James reports that Kent fought for almost two hours and that Rivington was killed by a shot to the head as the French boarded. He states that Kents armament consisted of twenty 12-pounders, and six 6-pounders on her castles, and that Confiances armament consisted of between 20 and 22 long 8-pounder guns. He speculates that if Kent had carried 18 or 24-pounder carronades instead of the long 6-pounders, she might have been able to use grapeshot to deter boarding. He further reports that in addition to her crew of 100 or so, she had some 38 male and three female passengers, including seven or eight passengers that she had picked up at St. Salvador, after a fire there had destroyed the Indiaman Queen on 9 July.
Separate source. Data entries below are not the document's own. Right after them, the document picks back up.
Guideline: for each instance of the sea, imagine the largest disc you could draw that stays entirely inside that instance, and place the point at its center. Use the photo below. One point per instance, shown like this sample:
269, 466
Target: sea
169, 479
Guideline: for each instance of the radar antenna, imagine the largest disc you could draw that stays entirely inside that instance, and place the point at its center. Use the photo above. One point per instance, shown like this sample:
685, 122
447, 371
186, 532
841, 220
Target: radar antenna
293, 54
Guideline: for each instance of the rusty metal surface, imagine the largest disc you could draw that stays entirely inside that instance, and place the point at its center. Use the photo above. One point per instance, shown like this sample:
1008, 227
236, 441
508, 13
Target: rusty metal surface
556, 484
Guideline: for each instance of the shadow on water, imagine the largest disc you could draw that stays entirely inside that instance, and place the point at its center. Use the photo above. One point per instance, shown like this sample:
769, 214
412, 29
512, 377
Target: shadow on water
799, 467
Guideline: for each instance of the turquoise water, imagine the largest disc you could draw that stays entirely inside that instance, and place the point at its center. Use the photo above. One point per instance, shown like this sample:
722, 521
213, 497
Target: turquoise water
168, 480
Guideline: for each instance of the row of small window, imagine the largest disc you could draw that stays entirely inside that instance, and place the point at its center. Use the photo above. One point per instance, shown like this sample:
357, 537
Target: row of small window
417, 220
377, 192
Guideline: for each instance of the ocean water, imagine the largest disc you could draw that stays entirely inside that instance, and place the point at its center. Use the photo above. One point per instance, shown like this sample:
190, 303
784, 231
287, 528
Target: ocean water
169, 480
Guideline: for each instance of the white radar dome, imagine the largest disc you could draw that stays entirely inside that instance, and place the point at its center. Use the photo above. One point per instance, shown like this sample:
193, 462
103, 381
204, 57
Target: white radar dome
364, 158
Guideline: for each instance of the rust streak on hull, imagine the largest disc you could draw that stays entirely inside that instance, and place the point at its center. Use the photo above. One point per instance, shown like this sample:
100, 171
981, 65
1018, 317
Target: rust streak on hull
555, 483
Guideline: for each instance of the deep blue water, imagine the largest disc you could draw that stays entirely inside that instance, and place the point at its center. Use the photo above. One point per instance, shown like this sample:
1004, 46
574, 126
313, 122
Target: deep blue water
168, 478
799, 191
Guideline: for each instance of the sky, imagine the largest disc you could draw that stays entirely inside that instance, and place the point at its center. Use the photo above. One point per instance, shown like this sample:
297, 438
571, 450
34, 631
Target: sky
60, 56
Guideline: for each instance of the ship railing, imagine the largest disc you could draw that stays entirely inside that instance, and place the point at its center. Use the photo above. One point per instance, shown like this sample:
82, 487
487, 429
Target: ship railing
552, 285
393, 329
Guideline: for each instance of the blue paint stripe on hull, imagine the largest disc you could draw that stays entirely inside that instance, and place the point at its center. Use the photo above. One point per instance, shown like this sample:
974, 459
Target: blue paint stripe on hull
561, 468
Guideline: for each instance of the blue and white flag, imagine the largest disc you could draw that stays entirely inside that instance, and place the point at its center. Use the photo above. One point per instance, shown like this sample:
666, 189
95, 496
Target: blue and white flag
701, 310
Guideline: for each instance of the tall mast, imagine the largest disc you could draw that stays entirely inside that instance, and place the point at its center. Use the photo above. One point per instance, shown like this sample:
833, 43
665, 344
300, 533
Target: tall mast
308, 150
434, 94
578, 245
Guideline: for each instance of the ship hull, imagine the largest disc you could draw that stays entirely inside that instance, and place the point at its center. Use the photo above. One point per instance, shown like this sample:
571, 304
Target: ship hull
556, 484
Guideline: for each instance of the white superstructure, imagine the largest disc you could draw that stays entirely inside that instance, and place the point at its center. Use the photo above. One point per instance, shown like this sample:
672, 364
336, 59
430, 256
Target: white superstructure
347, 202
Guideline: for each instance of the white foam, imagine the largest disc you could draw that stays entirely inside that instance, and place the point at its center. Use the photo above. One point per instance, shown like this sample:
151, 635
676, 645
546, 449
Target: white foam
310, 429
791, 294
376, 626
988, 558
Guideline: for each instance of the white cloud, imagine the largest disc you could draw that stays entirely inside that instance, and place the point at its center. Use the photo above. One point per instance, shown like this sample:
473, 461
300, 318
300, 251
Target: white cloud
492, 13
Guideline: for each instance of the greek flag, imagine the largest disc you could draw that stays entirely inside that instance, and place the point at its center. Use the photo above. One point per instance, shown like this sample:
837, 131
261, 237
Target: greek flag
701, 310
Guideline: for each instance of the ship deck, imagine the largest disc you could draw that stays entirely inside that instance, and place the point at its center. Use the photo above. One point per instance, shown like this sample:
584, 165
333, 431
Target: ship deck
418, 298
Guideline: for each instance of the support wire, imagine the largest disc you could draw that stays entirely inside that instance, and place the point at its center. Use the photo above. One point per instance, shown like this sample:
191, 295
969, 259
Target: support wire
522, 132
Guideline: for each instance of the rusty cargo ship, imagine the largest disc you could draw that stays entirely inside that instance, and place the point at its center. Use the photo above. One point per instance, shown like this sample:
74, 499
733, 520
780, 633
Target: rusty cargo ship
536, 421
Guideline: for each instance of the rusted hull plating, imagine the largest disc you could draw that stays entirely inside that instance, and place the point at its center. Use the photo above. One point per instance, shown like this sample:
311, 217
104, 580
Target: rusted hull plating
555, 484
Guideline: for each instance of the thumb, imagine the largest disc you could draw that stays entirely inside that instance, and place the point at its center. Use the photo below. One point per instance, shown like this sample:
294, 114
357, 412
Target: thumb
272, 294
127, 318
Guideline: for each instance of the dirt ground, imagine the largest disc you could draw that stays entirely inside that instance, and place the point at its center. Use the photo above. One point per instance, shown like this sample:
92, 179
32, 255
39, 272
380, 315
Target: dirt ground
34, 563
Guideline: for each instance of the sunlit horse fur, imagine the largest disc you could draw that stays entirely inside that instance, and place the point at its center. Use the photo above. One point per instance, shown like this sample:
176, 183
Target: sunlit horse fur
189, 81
Apparently some four or five passengers were among the British dead, and there were also passengers among the wounded. (Note: He makes no mention of any soldiers, though other evidence strongly suggests that they were aboard.) James attributes the crew being overwhelmed by the boarders to a shortage of swords, pikes, and pistols.

Another account estimates the number of persons on Kent as under 200, and gives the casualties as 11 killed and 44 wounded on the British side, and 16 wounded (of whom three later died), on the French side. The passengers included Major-General Frederick St John, his wife, three daughters, two other women, and St. John's aide, Captain Andrew Pilkington, who had been wounded. Surcouf put them into a passing Arab merchantman and they arrived shortly thereafter in Calcutta. Ensign John Hunter Littler was another passenger; he was put aboard a pinnace to complete his journey to India.

===Aftermath===
Surcouf put his first officer, Joachim Drieux, aboard Kent, together with a 60-man prize crew. Surcouf released the passengers on a merchantman that he stopped a few days later. Confiance and Kent arrived at the Rade des Pavillons in Port Louis, Mauritius, in November. The capture of Kent became a sensation, and the British Admiralty promised a large reward for the capture of Surcouf.

Her captors sold Kent for 30,900 piastres to a Danish shipping company, which renamed her Cronberg. She left Mauritius on 21 March 1801, but as she approached Denmark passing vessels informed her that a British fleet had attacked Copenhagen; she therefore waited for some weeks off the coast of Norway before it was safe to proceed, and arrived in Kristiansand in June 1801, and later at Copenhagen on 16 July.

The EIC put the value of its cargo lost on Kent at £28,676.